Собираясь вчера в комендатуру, не захотел оставлять в палатке
ценные вещи и прикрутил звёздочку и орден на гимнастёрку.
Я демонстративно распахнул ватник. — Мне кажется, что с такой
пометкой в красноармейской книжке, у проверяющих вопросов не
будет.
***
Чтобы передислоцировать одиннадцатитысячную дивизию,
понадобилось целых шестнадцать эшелонов.
— Ты-дых, ты-дых. Ты-дых, ты-дых. — Наш эшелон мчался к Тульской
области и был раскочегарен не на шутку. Едем не на курорт –
воевать. Но, не могу сказать, что окружавшие меня красноармейцы
были расстроены этим, или подавлены. Отдельные личности конечно
попадались, которые доставали остальных своим нытьём, но таких
быстро вразумляли дружеским тычком в зубы.
— ... Легла родимая, необозримая, несокрушимая моя!
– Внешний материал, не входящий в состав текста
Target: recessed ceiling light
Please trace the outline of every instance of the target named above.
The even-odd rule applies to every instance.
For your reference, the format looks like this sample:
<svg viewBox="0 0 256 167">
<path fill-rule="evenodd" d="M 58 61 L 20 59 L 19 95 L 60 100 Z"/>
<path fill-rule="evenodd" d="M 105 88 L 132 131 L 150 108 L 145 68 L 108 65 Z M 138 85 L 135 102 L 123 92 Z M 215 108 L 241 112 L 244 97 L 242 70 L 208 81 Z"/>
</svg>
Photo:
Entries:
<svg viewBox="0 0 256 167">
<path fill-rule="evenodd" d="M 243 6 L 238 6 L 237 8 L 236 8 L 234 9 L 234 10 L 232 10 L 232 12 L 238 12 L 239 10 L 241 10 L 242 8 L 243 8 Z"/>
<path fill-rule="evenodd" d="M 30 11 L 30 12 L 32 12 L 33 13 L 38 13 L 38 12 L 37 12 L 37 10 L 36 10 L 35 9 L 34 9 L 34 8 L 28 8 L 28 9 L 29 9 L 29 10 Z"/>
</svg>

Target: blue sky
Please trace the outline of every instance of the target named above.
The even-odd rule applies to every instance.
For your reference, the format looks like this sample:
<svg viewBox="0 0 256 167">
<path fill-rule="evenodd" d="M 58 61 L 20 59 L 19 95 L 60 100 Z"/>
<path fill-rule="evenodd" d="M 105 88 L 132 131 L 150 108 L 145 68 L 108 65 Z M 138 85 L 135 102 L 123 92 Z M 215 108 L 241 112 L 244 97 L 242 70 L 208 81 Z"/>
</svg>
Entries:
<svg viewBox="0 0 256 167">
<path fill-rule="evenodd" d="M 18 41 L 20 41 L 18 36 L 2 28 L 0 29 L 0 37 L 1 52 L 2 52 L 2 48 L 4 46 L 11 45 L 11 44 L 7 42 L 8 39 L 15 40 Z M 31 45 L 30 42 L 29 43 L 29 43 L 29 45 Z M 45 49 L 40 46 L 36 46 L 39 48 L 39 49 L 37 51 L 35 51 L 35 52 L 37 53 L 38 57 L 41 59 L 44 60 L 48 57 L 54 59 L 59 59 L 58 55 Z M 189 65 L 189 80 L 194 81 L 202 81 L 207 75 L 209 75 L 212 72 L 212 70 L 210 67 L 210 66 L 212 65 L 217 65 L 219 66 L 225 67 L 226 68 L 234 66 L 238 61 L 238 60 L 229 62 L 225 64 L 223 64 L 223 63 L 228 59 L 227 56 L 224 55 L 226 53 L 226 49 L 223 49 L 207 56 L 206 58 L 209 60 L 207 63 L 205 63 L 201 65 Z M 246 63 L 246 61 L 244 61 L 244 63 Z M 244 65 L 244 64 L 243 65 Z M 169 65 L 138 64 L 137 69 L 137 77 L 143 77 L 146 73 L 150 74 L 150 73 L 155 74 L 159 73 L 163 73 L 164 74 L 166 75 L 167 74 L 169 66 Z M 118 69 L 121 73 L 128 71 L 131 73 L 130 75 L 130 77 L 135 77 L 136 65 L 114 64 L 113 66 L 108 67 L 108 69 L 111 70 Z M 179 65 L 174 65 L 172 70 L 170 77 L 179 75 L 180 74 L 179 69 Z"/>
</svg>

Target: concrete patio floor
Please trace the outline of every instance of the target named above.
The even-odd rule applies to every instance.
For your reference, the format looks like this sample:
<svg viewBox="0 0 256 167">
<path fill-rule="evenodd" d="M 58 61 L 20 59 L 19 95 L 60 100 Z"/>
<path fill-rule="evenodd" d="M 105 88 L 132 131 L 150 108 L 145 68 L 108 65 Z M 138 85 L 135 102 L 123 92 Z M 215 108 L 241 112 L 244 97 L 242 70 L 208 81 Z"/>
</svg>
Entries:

Нам нет
преград ни в море, ни на суше. Нам не страшны не льды, ни облака.
Пламя души своей, знамя страны своей, мы пронесем через миры и
века!
Песни поют наши энтузиасты, етить их налево. Кипит мой разум
возмущённый, от этих комсомольцев‐добровольцев. Интересно, на
сколько хватит их запала? Как они споют, когда рядом будут лежать
мёртвые и раненые товарищи?
— Слышь. Где ты так прибарахлился? — На моё плечо легла рука
коренастого парня лет двадцати. — У всех шинели, а тебя бушлат
командирский? У тебя какой размерчик?
— Не слышь, а старший сержант. И, если не уберёшь свою клешню –
погну в неположенном месте.
— Смотри‐ка братцы! Студент‐то с зубками! А-а-ааа! — Заверещал
он, когда мелкий сержантик, скромно сидевший в углу, выгнул ему
мизинчик, на пару с безымянным. — Пуст... хр-р!
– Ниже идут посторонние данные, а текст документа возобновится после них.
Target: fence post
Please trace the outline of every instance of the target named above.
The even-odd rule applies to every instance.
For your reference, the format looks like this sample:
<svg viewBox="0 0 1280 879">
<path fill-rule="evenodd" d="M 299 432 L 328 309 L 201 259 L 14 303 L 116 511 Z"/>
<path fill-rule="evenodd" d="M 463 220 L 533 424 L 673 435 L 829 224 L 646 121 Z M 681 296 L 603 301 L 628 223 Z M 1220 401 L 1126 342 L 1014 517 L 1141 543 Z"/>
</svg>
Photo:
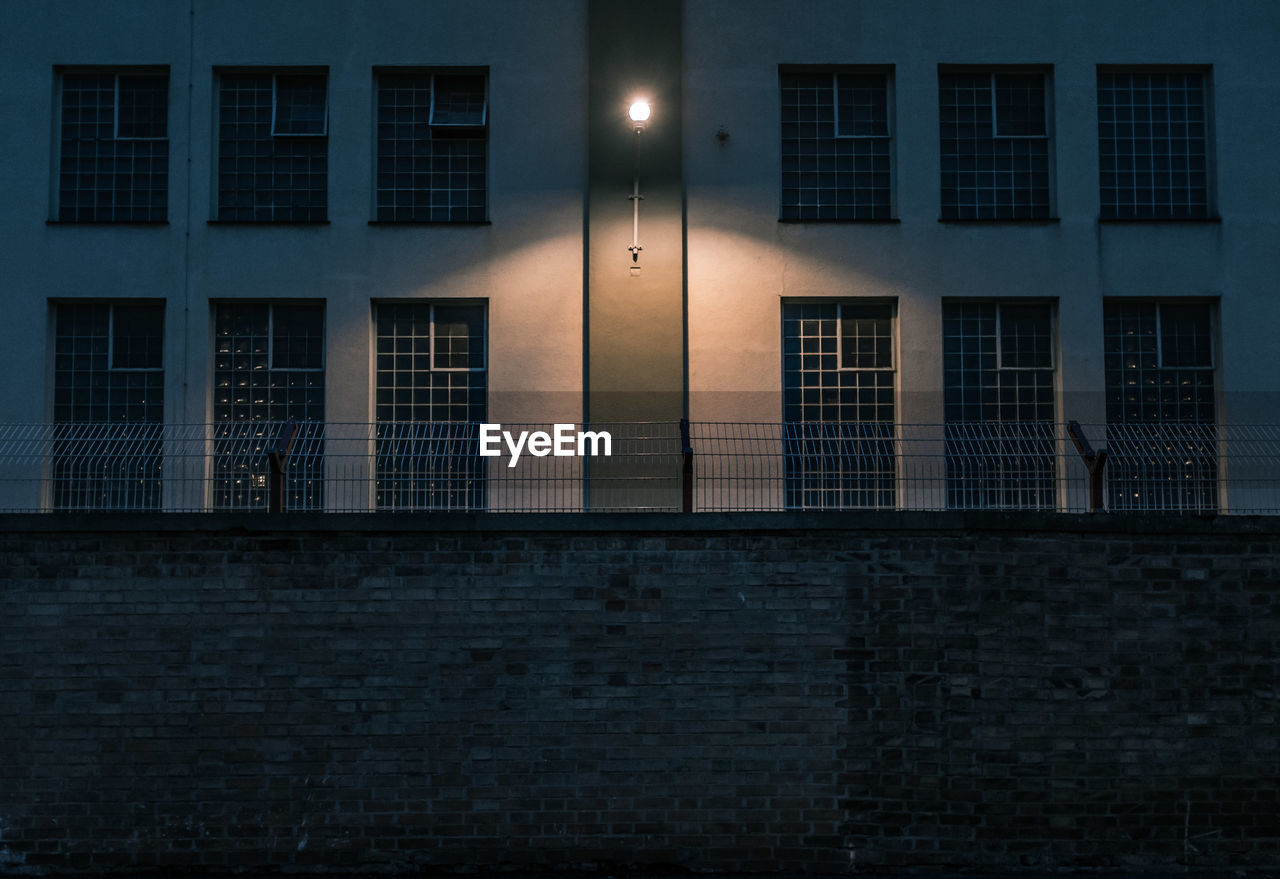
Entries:
<svg viewBox="0 0 1280 879">
<path fill-rule="evenodd" d="M 284 512 L 284 471 L 289 466 L 289 452 L 293 450 L 293 438 L 298 434 L 298 422 L 291 420 L 280 429 L 275 445 L 266 453 L 270 467 L 266 509 L 271 513 Z"/>
<path fill-rule="evenodd" d="M 694 512 L 694 444 L 689 436 L 689 418 L 680 420 L 680 449 L 684 454 L 684 468 L 680 473 L 680 508 L 685 513 Z"/>
<path fill-rule="evenodd" d="M 1094 452 L 1076 421 L 1066 422 L 1066 432 L 1075 443 L 1075 450 L 1080 453 L 1084 468 L 1089 471 L 1089 512 L 1096 513 L 1102 509 L 1102 472 L 1107 466 L 1107 450 Z"/>
</svg>

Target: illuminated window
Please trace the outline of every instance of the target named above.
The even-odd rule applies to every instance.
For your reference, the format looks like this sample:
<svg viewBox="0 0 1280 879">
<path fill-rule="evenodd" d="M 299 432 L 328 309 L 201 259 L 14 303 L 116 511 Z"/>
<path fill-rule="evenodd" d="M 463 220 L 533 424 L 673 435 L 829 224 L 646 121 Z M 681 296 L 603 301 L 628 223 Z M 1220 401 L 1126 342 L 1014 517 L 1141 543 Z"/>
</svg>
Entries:
<svg viewBox="0 0 1280 879">
<path fill-rule="evenodd" d="M 486 87 L 481 73 L 378 74 L 379 221 L 485 219 Z"/>
<path fill-rule="evenodd" d="M 781 83 L 781 219 L 890 219 L 890 74 L 797 72 Z"/>
<path fill-rule="evenodd" d="M 1107 302 L 1111 509 L 1217 508 L 1212 307 Z"/>
<path fill-rule="evenodd" d="M 214 310 L 216 509 L 265 509 L 268 450 L 298 424 L 285 509 L 324 504 L 324 306 L 229 302 Z"/>
<path fill-rule="evenodd" d="M 1098 70 L 1101 215 L 1208 216 L 1206 74 Z"/>
<path fill-rule="evenodd" d="M 485 307 L 376 306 L 379 509 L 484 509 Z"/>
<path fill-rule="evenodd" d="M 782 306 L 786 505 L 895 503 L 893 306 Z"/>
<path fill-rule="evenodd" d="M 1052 334 L 1048 305 L 942 306 L 947 507 L 1055 507 Z"/>
<path fill-rule="evenodd" d="M 940 72 L 943 220 L 1050 216 L 1047 75 Z"/>
<path fill-rule="evenodd" d="M 163 223 L 169 207 L 169 73 L 64 70 L 58 220 Z"/>
<path fill-rule="evenodd" d="M 55 312 L 54 509 L 159 509 L 164 306 Z"/>
<path fill-rule="evenodd" d="M 326 79 L 323 73 L 219 73 L 219 220 L 325 220 Z"/>
</svg>

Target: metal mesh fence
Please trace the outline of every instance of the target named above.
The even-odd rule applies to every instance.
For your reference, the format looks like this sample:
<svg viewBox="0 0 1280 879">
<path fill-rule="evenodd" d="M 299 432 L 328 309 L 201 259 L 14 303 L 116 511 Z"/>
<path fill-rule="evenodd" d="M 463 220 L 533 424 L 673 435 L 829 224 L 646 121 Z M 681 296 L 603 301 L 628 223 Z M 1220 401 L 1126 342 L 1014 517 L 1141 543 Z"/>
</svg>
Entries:
<svg viewBox="0 0 1280 879">
<path fill-rule="evenodd" d="M 285 425 L 0 425 L 0 511 L 268 511 Z M 1085 425 L 1114 512 L 1280 513 L 1280 425 Z M 1052 422 L 297 425 L 284 511 L 1089 509 Z"/>
</svg>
Конечно же, пальцы ломать не стал. Всего-то, хорошенько щёлкнул
по кадыку и оттолкнул. Слишком говорливый этот приблатнённый
крепыш, болтать теперь нескоро сможет. Оп-пачки, с ножиком
побаловаться решил? Пришлось вставать. Лезть в драку не собирался.
Если этот дурак кинется с ножом, то получит пулю в ногу.
— Утихни! — Скомандовал старшина нашего взвода. — Под трибунал
захотел? Сядь на место и чтобы я тебя больше не слышал.
— Садись. — Худощавый, широкоплечий старшина похлопал по доскам
рядом с собой.
Чего ж не пересесть, у печки всяко теплее будет.
— Илья Павлович Прохорин.
Посмотрел на протянутую пятерню. — Старший сержант Кувшинов.
Не дождавшись моей руки, он не выглядел удивлённым. — Чего такой
ершистый? Ванька шутковал, а ты ему руки крутить.